Tuesday, December 28, 2010

If naturalism, then no beliefs

Perhaps the default position regarding belief in God oversteps naturalism's boundaries?

"It is of course obvious that introspection strongly suggests that the brain does store information propositionally, and that therefore it has beliefs and desire with “aboutness” or intentionality. A thoroughgoing naturalism must deny this, I allege. If beliefs are anything they are brain states—physical configurations of matter. But one configuration of matter cannot, in virtue just of its structure, composition, location, or causal relation, be “about” another configuration of matter in the way original intentionality requires (because it cant pass the referential opacity test). So, there are no beliefs."

- Alex Rosenberg (link)

See critical responses here,  here, and here.

4 comments:

James M. Jensen II said...

I'm with Maverick Philosopher in concluding that this would mean there are no truths. Propositions are propositions precisely because they're candidates for beliefs.

Now, he could try to argue that beliefs could (in principle) exist but we can't have them given our purely physical makeup. But still I think that runs afoul of metaphysical naturalism. If all things are in principle purely physical, and being purely physical in principle prohibits having beliefs, then beliefs can't exist even in principle.

Ick. I've given this more thought than it deserves.

David Parker said...

Hi shiningwiffle,

Thanks for stopping by. Looking forward to reading some of your articles.

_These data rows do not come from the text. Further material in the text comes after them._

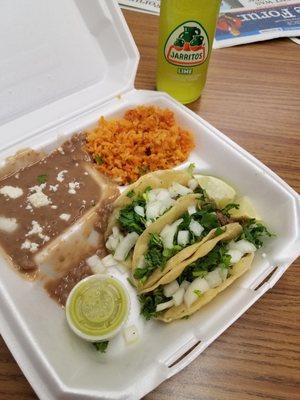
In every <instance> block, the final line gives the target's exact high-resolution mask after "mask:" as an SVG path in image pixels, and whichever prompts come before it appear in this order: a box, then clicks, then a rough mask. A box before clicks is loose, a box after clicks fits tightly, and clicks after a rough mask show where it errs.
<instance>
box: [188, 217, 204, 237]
mask: <svg viewBox="0 0 300 400" xmlns="http://www.w3.org/2000/svg"><path fill="white" fill-rule="evenodd" d="M189 230H190V231H191V232H192V233H193V234H194V235H195V236H201V234H202V232H203V231H204V228H203V226H202V225H201V224H199V222H198V221H195V220H194V219H192V220H191V222H190V225H189Z"/></svg>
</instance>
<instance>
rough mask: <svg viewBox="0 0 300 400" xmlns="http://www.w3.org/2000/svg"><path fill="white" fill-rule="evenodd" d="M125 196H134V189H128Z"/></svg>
mask: <svg viewBox="0 0 300 400" xmlns="http://www.w3.org/2000/svg"><path fill="white" fill-rule="evenodd" d="M126 196H127V197H129V198H131V197H133V196H134V190H130V191H129V192H128V193H127V194H126Z"/></svg>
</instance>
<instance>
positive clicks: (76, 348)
mask: <svg viewBox="0 0 300 400" xmlns="http://www.w3.org/2000/svg"><path fill="white" fill-rule="evenodd" d="M1 17H2V18H1V25H0V33H1V38H2V40H1V43H0V57H1V58H0V70H1V73H0V104H1V107H0V124H1V127H0V148H1V151H0V160H1V161H2V162H4V159H5V158H6V157H7V156H10V155H13V154H14V153H15V152H16V151H17V150H19V149H22V148H25V147H31V148H34V149H41V148H42V149H46V150H47V151H50V150H51V149H53V148H55V147H56V146H57V144H58V143H61V142H62V140H63V139H66V138H68V137H70V136H71V135H72V134H73V133H74V132H78V131H80V130H82V129H85V128H87V127H90V126H92V125H93V124H95V122H96V121H97V119H98V118H99V116H100V115H104V116H105V117H108V118H110V117H115V116H120V115H122V114H123V113H124V111H125V110H127V109H128V108H130V107H134V106H137V105H140V104H155V105H157V106H160V107H168V108H169V109H171V110H173V111H174V112H175V114H176V117H177V120H178V122H179V124H180V125H182V126H184V127H186V128H187V129H190V130H191V131H193V132H194V133H195V135H196V150H195V151H194V152H193V153H192V155H191V157H190V160H189V162H195V164H196V165H197V169H198V170H201V172H202V173H207V174H213V175H216V176H218V177H220V178H223V179H224V180H226V181H227V182H228V183H230V184H232V185H233V186H234V187H236V188H238V189H239V191H240V193H242V194H244V195H247V196H249V197H251V199H252V201H253V203H254V205H255V206H256V208H257V210H258V212H259V213H260V214H261V215H262V216H263V219H264V221H265V222H266V223H267V224H268V226H269V228H270V229H271V231H273V232H276V234H277V236H276V238H274V239H272V240H270V241H269V242H268V244H267V246H266V247H265V248H264V249H263V252H265V253H266V254H267V257H266V258H263V257H262V256H261V251H259V252H258V253H257V254H256V257H255V261H254V264H253V267H252V268H251V270H250V271H249V272H248V273H247V274H246V275H245V276H243V277H242V278H241V279H239V280H238V281H237V282H235V283H234V284H233V285H232V286H231V287H229V288H228V289H227V290H226V291H225V292H223V293H221V294H220V295H219V296H217V298H216V299H215V300H214V301H212V302H211V303H210V304H208V305H207V306H206V307H205V308H203V309H202V310H201V312H199V313H197V314H196V315H194V316H193V317H192V318H190V319H189V320H182V321H178V322H174V323H172V324H170V325H165V324H161V323H157V322H155V321H150V322H148V323H145V322H144V321H143V320H142V318H141V317H140V316H139V305H138V301H137V299H136V296H135V293H134V290H133V289H132V288H131V287H130V286H129V285H128V283H127V281H126V273H121V272H120V270H119V269H118V268H112V273H113V274H115V275H116V276H118V277H119V279H121V280H122V281H123V282H124V284H125V285H127V287H128V290H129V291H130V296H131V301H132V309H131V313H130V316H129V322H128V324H129V325H130V324H133V323H134V324H135V325H136V326H137V327H138V330H139V334H140V341H139V342H138V343H136V344H134V345H131V346H129V345H125V343H124V340H123V338H122V337H121V336H120V337H118V338H116V339H115V340H114V342H112V343H111V345H110V348H109V351H108V352H107V354H105V355H99V354H98V353H96V352H95V351H94V349H93V348H92V347H91V346H90V345H88V344H87V343H85V342H83V341H81V340H80V339H79V338H77V337H76V336H75V335H74V334H73V333H72V332H71V331H70V330H69V328H68V326H67V323H66V319H65V315H64V312H63V311H62V310H61V309H60V308H59V307H58V306H57V305H56V304H55V302H54V301H52V300H51V299H50V298H48V297H47V295H46V294H45V291H44V289H43V288H42V285H41V284H40V283H39V282H25V281H24V280H23V279H22V278H21V277H20V276H18V275H17V274H16V273H15V272H14V271H13V269H12V268H10V266H9V265H7V263H6V262H5V261H4V259H0V264H1V276H0V322H1V334H2V336H3V338H4V340H5V341H6V343H7V345H8V347H9V349H10V350H11V352H12V353H13V355H14V357H15V359H16V360H17V362H18V363H19V365H20V367H21V368H22V371H23V372H24V374H25V376H26V377H27V379H28V380H29V382H30V383H31V385H32V387H33V388H34V390H35V391H36V393H37V395H38V396H39V397H40V398H41V399H45V400H50V399H51V400H54V399H122V400H125V399H130V400H132V399H138V398H140V397H142V396H143V395H145V394H146V393H148V392H149V391H151V390H152V389H154V388H155V387H156V386H157V385H159V384H160V383H161V382H162V381H164V380H165V379H167V378H169V377H170V376H172V375H173V374H175V373H177V372H178V371H180V370H181V369H182V368H184V367H185V366H186V365H187V364H189V363H190V362H191V361H192V360H193V359H194V358H195V357H197V356H198V355H199V354H200V353H201V352H202V351H203V350H204V349H205V348H206V347H207V346H208V345H209V344H210V343H212V342H213V341H214V340H215V339H216V338H217V337H218V336H219V335H220V334H221V333H222V332H223V331H224V330H225V329H226V328H227V327H228V326H230V325H231V324H232V323H233V322H234V321H235V320H236V319H237V318H238V317H239V316H240V315H241V314H243V313H244V312H245V311H246V310H247V309H248V308H249V307H250V306H251V305H252V304H253V303H254V302H255V301H256V300H258V299H259V298H260V297H261V296H262V295H263V294H264V293H265V292H266V291H267V290H269V289H270V288H271V287H272V286H273V285H274V284H275V283H276V282H277V280H278V279H279V278H280V277H281V275H282V274H283V273H284V271H285V270H286V269H287V268H288V266H289V265H290V264H291V263H292V262H293V260H295V258H296V257H297V256H298V255H299V248H300V237H299V214H300V205H299V197H298V195H297V194H296V193H295V192H294V191H293V190H292V189H291V188H290V187H289V186H288V185H287V184H286V183H285V182H283V181H282V180H281V179H280V178H279V177H278V176H276V175H275V174H274V173H273V172H272V171H270V170H269V169H268V168H267V167H265V166H264V165H263V164H262V163H260V162H259V161H258V160H256V159H255V158H254V157H252V156H251V155H250V154H248V153H247V152H246V151H244V150H243V149H241V148H240V147H239V146H238V145H236V144H235V143H234V142H232V141H231V140H230V139H228V138H227V137H226V136H224V135H223V134H222V133H220V132H219V131H217V130H216V129H215V128H213V127H212V126H211V125H210V124H208V123H207V122H206V121H204V120H203V119H202V118H200V117H199V116H197V115H195V114H194V113H193V112H191V111H190V110H188V109H187V108H185V107H184V106H182V105H180V104H179V103H177V102H176V101H174V100H173V99H171V98H170V97H169V96H167V95H166V94H164V93H159V92H151V91H137V90H135V89H134V87H133V82H134V77H135V72H136V68H137V64H138V58H139V56H138V52H137V49H136V47H135V44H134V42H133V39H132V37H131V35H130V32H129V30H128V28H127V26H126V23H125V21H124V18H123V17H122V14H121V12H120V11H119V9H118V6H117V5H116V3H115V2H114V1H111V0H89V1H84V0H52V1H51V2H41V1H40V0H3V1H2V2H1ZM266 277H268V279H267V280H265V278H266ZM262 282H264V283H263V284H262ZM190 349H192V350H191V351H189V350H190ZM183 355H184V356H183ZM182 356H183V357H182Z"/></svg>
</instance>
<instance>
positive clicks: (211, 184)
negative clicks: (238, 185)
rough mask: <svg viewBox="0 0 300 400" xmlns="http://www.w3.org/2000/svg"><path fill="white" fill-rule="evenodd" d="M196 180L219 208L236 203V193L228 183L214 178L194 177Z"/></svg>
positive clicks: (215, 178)
mask: <svg viewBox="0 0 300 400" xmlns="http://www.w3.org/2000/svg"><path fill="white" fill-rule="evenodd" d="M194 178H195V179H197V181H198V182H199V184H200V186H201V187H202V188H203V189H204V190H205V191H206V193H207V194H208V196H209V197H210V198H212V199H213V200H214V201H215V202H216V204H217V206H218V207H220V208H223V207H225V206H226V205H227V204H228V203H233V202H234V199H235V196H236V192H235V190H234V189H233V188H232V187H231V186H229V185H228V184H227V183H226V182H224V181H222V180H221V179H219V178H215V177H214V176H205V175H194Z"/></svg>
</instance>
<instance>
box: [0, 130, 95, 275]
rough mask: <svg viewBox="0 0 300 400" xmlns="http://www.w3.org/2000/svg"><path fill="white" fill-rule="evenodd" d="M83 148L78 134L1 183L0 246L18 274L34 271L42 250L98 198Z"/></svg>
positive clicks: (0, 202) (5, 177) (88, 161)
mask: <svg viewBox="0 0 300 400" xmlns="http://www.w3.org/2000/svg"><path fill="white" fill-rule="evenodd" d="M82 146H83V139H82V136H80V135H75V136H74V137H73V138H72V139H71V140H70V141H68V142H66V143H65V144H63V145H62V146H61V147H60V148H59V149H57V150H55V151H54V152H52V153H51V154H49V155H48V156H46V157H45V158H43V159H42V160H40V161H38V162H36V163H34V164H31V165H29V166H28V167H25V168H22V169H20V170H19V171H17V172H14V174H13V175H11V176H7V177H5V178H2V179H0V245H1V247H2V248H3V250H4V251H5V252H6V253H7V254H8V255H9V257H10V259H11V260H12V262H13V263H14V264H15V265H16V266H17V267H18V269H19V270H21V271H28V270H34V269H36V263H35V256H36V255H37V253H38V252H39V251H40V250H41V249H42V247H43V246H45V245H47V244H49V243H50V242H51V240H54V239H55V238H57V237H58V236H59V235H60V234H61V233H62V232H63V231H65V230H66V229H67V228H68V227H69V226H70V225H71V224H72V223H74V222H76V220H78V219H79V218H81V217H82V215H83V211H82V210H83V208H82V207H83V204H84V212H87V211H88V210H89V209H90V208H91V207H93V206H94V205H95V204H97V203H98V202H99V200H100V198H101V190H100V189H101V186H100V184H98V182H97V181H96V180H94V178H92V177H91V176H89V174H87V171H86V167H85V165H86V163H89V162H90V161H89V160H90V159H89V156H88V155H87V153H85V152H84V150H82ZM91 164H92V163H91ZM16 178H17V180H16ZM16 182H17V185H16Z"/></svg>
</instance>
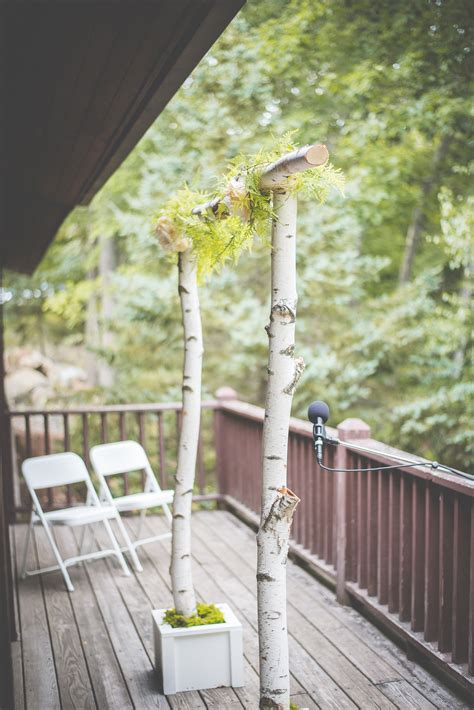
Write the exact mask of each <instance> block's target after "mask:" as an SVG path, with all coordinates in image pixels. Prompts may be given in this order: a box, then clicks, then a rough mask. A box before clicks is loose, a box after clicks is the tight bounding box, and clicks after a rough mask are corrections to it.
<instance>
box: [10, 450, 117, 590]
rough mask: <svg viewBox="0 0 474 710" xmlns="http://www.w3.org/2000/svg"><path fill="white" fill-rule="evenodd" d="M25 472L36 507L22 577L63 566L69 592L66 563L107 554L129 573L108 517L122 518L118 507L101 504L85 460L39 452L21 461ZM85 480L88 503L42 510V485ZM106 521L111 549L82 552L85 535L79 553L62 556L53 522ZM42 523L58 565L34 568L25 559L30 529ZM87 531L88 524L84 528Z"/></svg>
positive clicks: (33, 574)
mask: <svg viewBox="0 0 474 710" xmlns="http://www.w3.org/2000/svg"><path fill="white" fill-rule="evenodd" d="M22 473H23V477H24V479H25V481H26V485H27V487H28V490H29V492H30V495H31V498H32V500H33V509H32V512H31V518H30V524H29V526H28V532H27V536H26V542H25V548H24V551H23V561H22V566H21V577H22V579H24V578H25V577H26V575H34V574H42V573H43V572H52V571H54V570H61V572H62V575H63V577H64V581H65V583H66V587H67V588H68V590H69V591H70V592H73V591H74V587H73V585H72V582H71V578H70V577H69V574H68V571H67V567H69V566H70V565H74V564H76V563H77V562H81V561H82V560H92V559H98V558H100V557H106V556H107V555H115V556H116V557H117V559H118V561H119V562H120V565H121V567H122V569H123V571H124V573H125V574H126V575H130V570H129V569H128V567H127V563H126V562H125V559H124V557H123V555H122V552H121V550H120V547H119V545H118V543H117V540H116V538H115V535H114V533H113V531H112V528H111V526H110V523H109V520H111V519H114V518H115V519H117V518H119V519H120V516H119V515H118V513H117V510H116V508H115V507H114V506H110V505H108V506H105V505H102V504H101V502H100V500H99V497H98V495H97V493H96V491H95V488H94V486H93V485H92V481H91V479H90V476H89V472H88V470H87V468H86V465H85V464H84V461H83V460H82V459H81V457H80V456H77V454H73V453H71V452H66V453H64V454H50V455H48V456H37V457H35V458H31V459H26V460H25V461H23V464H22ZM82 482H83V483H85V485H86V488H87V502H86V504H85V505H76V506H73V507H70V508H64V509H62V510H52V511H50V512H45V511H43V509H42V507H41V502H40V500H39V498H38V496H37V494H36V491H37V490H38V489H41V488H53V487H55V486H67V485H69V484H71V483H82ZM99 522H100V523H103V524H104V525H105V528H106V530H107V533H108V535H109V537H110V541H111V543H112V548H111V549H104V550H97V551H96V552H89V553H87V554H82V545H83V542H84V536H83V537H82V541H81V549H80V550H79V555H76V556H75V557H69V558H67V559H63V558H62V557H61V553H60V551H59V549H58V546H57V544H56V542H55V540H54V536H53V534H52V530H51V526H53V525H68V526H71V527H77V526H80V525H84V526H86V525H89V524H91V523H99ZM38 523H41V524H42V525H43V527H44V529H45V532H46V536H47V538H48V541H49V543H50V545H51V548H52V550H53V554H54V556H55V558H56V561H57V563H58V564H57V565H53V566H51V567H41V568H39V569H35V570H27V569H26V561H27V555H28V547H29V544H30V539H31V531H32V528H33V526H34V525H36V524H38ZM84 533H85V528H84Z"/></svg>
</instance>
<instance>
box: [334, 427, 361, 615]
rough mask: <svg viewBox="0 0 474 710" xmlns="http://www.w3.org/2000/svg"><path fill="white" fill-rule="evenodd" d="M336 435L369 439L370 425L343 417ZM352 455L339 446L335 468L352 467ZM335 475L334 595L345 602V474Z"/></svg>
mask: <svg viewBox="0 0 474 710" xmlns="http://www.w3.org/2000/svg"><path fill="white" fill-rule="evenodd" d="M337 435H338V437H339V439H340V440H341V441H352V440H356V439H369V438H370V427H369V425H368V424H366V423H365V422H363V421H362V420H361V419H345V420H344V421H343V422H341V424H339V426H338V427H337ZM352 459H353V457H352V456H351V454H350V452H349V451H348V449H346V447H345V446H339V447H338V449H337V453H336V460H335V468H354V466H353V464H352ZM330 475H333V476H335V477H336V481H335V483H336V560H335V567H336V597H337V600H338V602H339V603H340V604H347V603H348V597H347V592H346V579H347V567H348V563H349V559H348V550H349V546H348V540H347V528H348V525H347V523H348V519H347V518H348V511H349V510H350V506H349V505H348V502H349V501H347V481H348V479H347V476H349V475H351V474H346V473H342V472H338V473H334V474H330Z"/></svg>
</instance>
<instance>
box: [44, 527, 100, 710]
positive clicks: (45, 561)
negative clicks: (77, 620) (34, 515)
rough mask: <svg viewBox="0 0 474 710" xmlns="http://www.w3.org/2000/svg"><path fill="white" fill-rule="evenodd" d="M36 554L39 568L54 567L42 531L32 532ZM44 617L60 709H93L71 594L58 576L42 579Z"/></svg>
mask: <svg viewBox="0 0 474 710" xmlns="http://www.w3.org/2000/svg"><path fill="white" fill-rule="evenodd" d="M34 540H35V545H36V554H37V556H38V560H39V564H40V566H41V567H46V566H47V565H50V564H52V563H53V564H54V557H53V555H52V551H51V546H50V545H49V543H48V541H47V540H46V535H45V533H44V530H43V529H40V528H36V529H35V531H34ZM41 585H42V587H43V595H44V601H45V608H46V614H47V617H48V625H49V632H50V638H51V643H52V646H53V653H54V662H55V665H56V675H57V679H58V686H59V695H60V699H61V706H62V707H67V708H75V709H76V708H77V710H95V708H96V703H95V699H94V692H93V690H92V685H91V681H90V678H89V673H88V669H87V664H86V661H85V658H84V653H83V650H82V643H81V638H80V635H79V631H78V629H77V625H76V620H75V618H74V613H73V610H72V606H71V599H70V597H71V595H69V594H64V582H63V580H62V577H61V576H60V575H58V574H55V573H52V574H45V575H42V576H41Z"/></svg>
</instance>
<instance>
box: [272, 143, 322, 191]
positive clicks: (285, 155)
mask: <svg viewBox="0 0 474 710" xmlns="http://www.w3.org/2000/svg"><path fill="white" fill-rule="evenodd" d="M328 158H329V151H328V149H327V148H326V146H325V145H324V144H322V143H315V144H313V145H304V146H303V147H302V148H298V149H297V150H294V151H293V152H292V153H287V154H286V155H284V156H282V157H281V158H279V159H278V160H276V161H275V162H274V163H272V164H271V165H269V166H268V168H266V169H265V170H264V172H263V174H262V179H261V181H260V186H261V188H262V190H274V189H275V188H276V187H278V186H280V185H281V184H282V183H284V182H285V180H286V179H287V178H289V177H290V175H294V174H295V173H302V172H303V171H304V170H308V169H309V168H317V167H320V166H321V165H324V163H327V161H328Z"/></svg>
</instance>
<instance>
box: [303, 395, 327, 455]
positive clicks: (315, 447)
mask: <svg viewBox="0 0 474 710" xmlns="http://www.w3.org/2000/svg"><path fill="white" fill-rule="evenodd" d="M308 419H309V421H310V422H312V423H313V425H314V426H313V439H314V450H315V452H316V460H317V462H318V463H319V464H321V463H322V462H323V444H324V442H325V441H326V430H325V428H324V424H325V422H327V420H328V419H329V407H328V405H327V404H326V402H321V401H319V400H317V401H316V402H312V403H311V404H310V405H309V407H308Z"/></svg>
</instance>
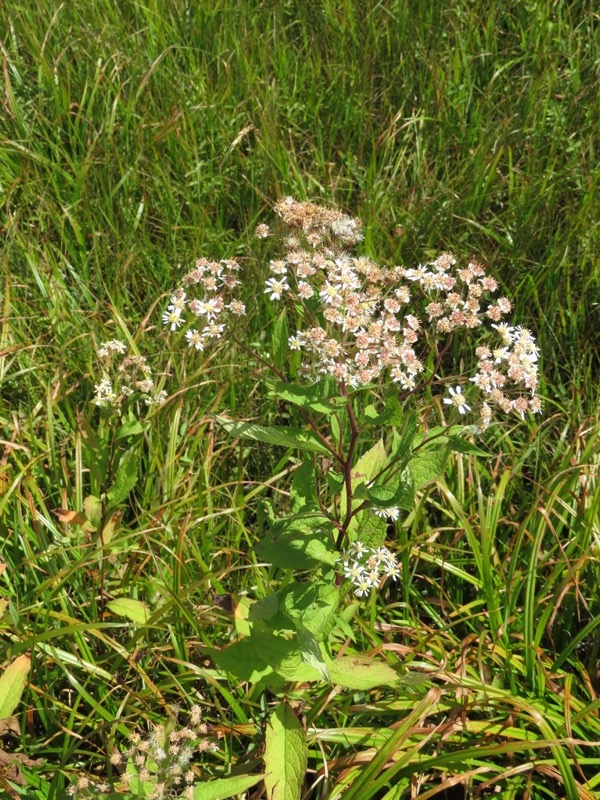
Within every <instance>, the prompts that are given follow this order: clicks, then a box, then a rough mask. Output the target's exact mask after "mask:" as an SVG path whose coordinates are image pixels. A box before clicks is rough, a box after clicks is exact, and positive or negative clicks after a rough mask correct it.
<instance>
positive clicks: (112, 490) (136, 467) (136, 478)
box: [108, 450, 138, 505]
mask: <svg viewBox="0 0 600 800" xmlns="http://www.w3.org/2000/svg"><path fill="white" fill-rule="evenodd" d="M137 478H138V474H137V459H136V453H135V451H134V450H129V451H128V452H127V453H125V454H124V455H123V457H122V458H121V461H120V462H119V466H118V467H117V474H116V476H115V480H114V482H113V485H112V486H111V487H110V489H109V490H108V499H109V500H110V502H111V503H112V504H113V505H118V504H119V503H122V502H123V500H125V499H126V498H127V497H128V496H129V493H130V492H131V490H132V489H133V487H134V486H135V484H136V483H137Z"/></svg>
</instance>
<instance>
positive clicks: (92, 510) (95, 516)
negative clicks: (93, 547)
mask: <svg viewBox="0 0 600 800" xmlns="http://www.w3.org/2000/svg"><path fill="white" fill-rule="evenodd" d="M83 510H84V511H85V515H86V517H87V518H88V520H89V522H91V524H92V525H93V526H94V529H95V530H98V528H99V527H100V523H101V522H102V500H100V498H99V497H94V495H93V494H90V495H88V496H87V497H86V498H85V500H84V501H83Z"/></svg>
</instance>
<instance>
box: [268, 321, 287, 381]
mask: <svg viewBox="0 0 600 800" xmlns="http://www.w3.org/2000/svg"><path fill="white" fill-rule="evenodd" d="M289 335H290V334H289V329H288V324H287V314H286V311H285V309H284V310H283V311H282V312H281V314H280V315H279V316H278V317H277V319H276V320H275V325H274V326H273V335H272V338H271V343H272V347H271V353H272V357H273V365H274V366H275V368H276V369H278V370H279V371H280V372H283V369H284V367H285V358H286V355H287V351H288V339H289Z"/></svg>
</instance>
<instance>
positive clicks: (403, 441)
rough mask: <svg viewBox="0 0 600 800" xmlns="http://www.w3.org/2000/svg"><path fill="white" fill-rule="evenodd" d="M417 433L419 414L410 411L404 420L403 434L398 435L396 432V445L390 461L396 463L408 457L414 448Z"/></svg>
mask: <svg viewBox="0 0 600 800" xmlns="http://www.w3.org/2000/svg"><path fill="white" fill-rule="evenodd" d="M416 432H417V413H416V411H409V412H408V414H407V415H406V418H405V420H404V425H403V428H402V433H401V434H396V432H394V434H395V435H394V444H393V447H392V455H391V459H390V460H393V461H395V460H397V459H403V458H406V457H407V456H408V454H409V453H410V450H411V448H412V446H413V442H414V439H415V435H416Z"/></svg>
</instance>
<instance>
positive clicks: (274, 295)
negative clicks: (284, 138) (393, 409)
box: [256, 197, 541, 428]
mask: <svg viewBox="0 0 600 800" xmlns="http://www.w3.org/2000/svg"><path fill="white" fill-rule="evenodd" d="M275 211H276V213H277V214H278V215H279V217H280V218H281V220H282V221H283V223H284V224H285V225H286V226H287V227H288V228H290V229H291V235H287V236H286V237H285V238H284V247H285V251H284V253H283V256H282V257H281V258H279V259H276V260H272V261H271V262H270V271H271V277H270V278H268V279H267V281H266V284H265V290H264V291H265V294H267V295H268V296H269V298H270V299H271V300H272V301H275V302H277V301H280V300H281V299H282V298H289V299H291V300H292V301H293V302H294V303H295V305H296V308H301V309H302V316H303V319H304V320H305V323H306V324H305V326H304V327H303V329H302V330H299V331H297V333H295V334H294V335H293V336H291V337H290V339H289V347H290V348H291V349H292V350H300V351H302V352H303V354H304V356H305V358H304V362H303V364H302V367H301V374H302V375H303V376H304V377H307V378H311V379H313V380H318V379H319V377H320V376H322V375H331V376H333V377H334V378H335V379H336V380H337V381H338V382H339V383H342V384H344V385H346V386H350V387H353V388H356V387H358V386H361V385H368V384H370V383H373V382H374V381H376V380H378V379H379V378H381V377H383V376H384V374H389V376H390V377H391V380H392V381H393V382H395V383H397V384H399V385H400V386H401V387H402V389H404V390H407V391H412V390H413V389H415V387H416V385H417V376H418V375H419V374H420V373H422V372H423V371H424V369H425V367H424V364H425V363H426V362H427V358H428V353H427V347H426V346H425V345H427V346H428V347H429V348H433V350H434V354H435V355H436V356H439V348H438V347H437V345H436V342H437V340H439V338H440V337H441V336H444V337H445V336H446V335H448V334H451V333H453V332H455V331H460V330H471V329H475V328H480V329H481V332H482V333H484V335H486V336H487V337H488V339H487V341H486V342H485V345H484V346H481V347H479V348H478V349H477V351H476V354H477V359H478V361H477V369H476V372H475V376H474V377H471V378H470V379H469V380H470V381H472V382H473V384H474V388H473V389H472V392H471V393H472V394H476V391H475V390H479V395H478V396H477V397H475V403H476V404H477V411H478V413H479V426H480V428H485V427H487V425H488V424H489V421H490V418H491V413H492V406H495V407H497V408H499V409H500V410H502V411H515V412H517V413H518V414H520V415H521V416H524V413H525V411H534V412H536V411H539V410H540V408H541V405H540V401H539V399H538V398H537V397H536V396H535V393H536V389H537V384H538V377H537V357H538V349H537V347H536V345H535V340H534V338H533V336H532V334H531V333H530V332H529V331H527V330H525V329H522V328H512V327H510V326H509V325H507V324H504V323H502V322H501V320H502V318H503V317H504V316H505V315H506V314H508V313H510V310H511V303H510V301H509V300H508V299H507V298H506V297H499V298H498V299H496V300H492V299H490V296H491V295H493V294H494V293H495V292H496V291H497V289H498V284H497V282H496V281H495V280H494V279H493V278H491V277H489V276H487V275H486V273H485V270H484V268H483V267H482V266H481V265H480V264H479V263H477V262H476V261H474V260H472V261H469V262H468V263H467V264H466V265H460V264H458V262H457V259H456V258H455V257H454V256H453V255H452V254H451V253H443V254H442V255H440V256H438V257H437V258H436V259H435V260H433V261H431V262H427V263H424V264H421V265H419V266H418V267H417V268H415V269H406V268H404V267H399V266H396V267H392V268H385V267H381V266H378V265H377V264H376V263H374V262H373V261H372V260H370V259H369V258H366V257H364V256H360V257H354V256H352V255H349V253H348V252H347V249H348V248H349V247H352V246H353V245H355V244H356V243H357V242H358V241H359V240H360V239H361V238H362V233H361V224H360V221H359V220H357V219H354V218H352V217H349V216H346V215H344V214H342V213H341V212H338V211H333V210H331V209H326V208H321V207H320V206H317V205H315V204H313V203H306V202H298V201H296V200H294V199H293V198H291V197H286V198H284V199H283V200H281V201H280V202H279V203H277V205H276V206H275ZM256 233H257V235H258V236H259V237H260V238H265V237H266V236H268V235H270V230H269V229H268V227H267V226H266V225H261V226H259V227H258V228H257V231H256ZM438 366H439V362H438ZM444 402H445V403H448V404H450V405H453V406H455V407H456V408H457V409H458V411H459V412H460V413H461V414H463V413H465V412H466V411H469V410H471V407H470V406H469V405H468V404H467V401H466V398H465V396H464V395H463V394H462V390H461V389H460V387H458V388H456V389H452V390H451V391H450V397H449V398H446V399H445V400H444Z"/></svg>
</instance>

I was going to post this comment over on Also Thinking Subversively, but wasn't able to. Have you checked out Stephen Law's critique of Plantinga's EAAN?

http://stephenlaw.blogspot.com/2010/11/latest-version-eaan-paper-for-comments.html

James M. Jensen II said...

Thanks for the link!

I already thought that Platinga's suggestion that beliefs and desires could be adaptive but totally misaligned with reality was suspect, but I'm pretty well convinced now that it wouldn't hold up enough to give him the leverage he needed.

Now the other objection Law mentioned is one I'm currently entertaining, but it's hardly an evolutionary argument.

James M. Jensen II said...

Oh, I've changed my comment policy from closed to moderated. I didn't originally intend for the blog to be anything more than a way to respond to Jime of Subversive Thinking. I'm pretty sure now that it's going to end up my philosophical soapbox, and it's only fair I allow comments.